A similar article in the Washington Post makes this even clearer:

Gazans lament where they can’t go more than what they can’t buy. They also decry the lack of employment — with no building supplies and few trade possibilities, joblessness is rampant. Once an exporter of fruits and other goods, Gaza has been turned into a mini-welfare state with a broken economy where food and daily goods are plentiful, but where 80 percent of the population depends on charity. Hospitals, schools, electricity systems and sewage treatment facilities are all in deep disrepair.

Yet if you walk down Gaza City’s main thoroughfare — Salah al-Din Street — grocery stores are stocked wall-to-wall with everything from fresh Israeli yogurts and hummus to Cocoa Puffs smuggled in from Egypt. Pharmacies look as well-supplied as a typical Rite Aid in the United States.

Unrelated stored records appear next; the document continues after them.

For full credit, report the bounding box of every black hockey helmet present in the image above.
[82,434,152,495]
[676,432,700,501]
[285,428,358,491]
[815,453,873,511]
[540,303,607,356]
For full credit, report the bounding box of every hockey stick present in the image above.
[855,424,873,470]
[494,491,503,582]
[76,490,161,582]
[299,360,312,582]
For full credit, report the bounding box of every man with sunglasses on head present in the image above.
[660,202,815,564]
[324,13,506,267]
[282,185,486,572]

‘When Western people come, they have this certain image of Gaza,’ said Omar Shaban, an economist who heads Pal-Think for Strategic Studies in Gaza. ‘We have microwaves in our homes, not only me, everybody. If you go to a refugee camp, the house is bad, but the people and the equipment are very modern. The problem is the public infrastructure.’

That there is hardship in Gaza is indisputable. But that is caused solely by the fact that it is at war with Israel –waged by a regime that also imposes great hardship and suffering upon the Gazans themselves. The flotilla activists and their supporters, however, continue to maintain that Gaza is starving and that their purpose was to bring in supplies that don’t exist because of the blockade. That is a lie — serving to promote and widen the ultimate Big Lie about Israel which is causing so many in the west, including leading politicians and journalists, so spectacularly to take their leave of reality altogether.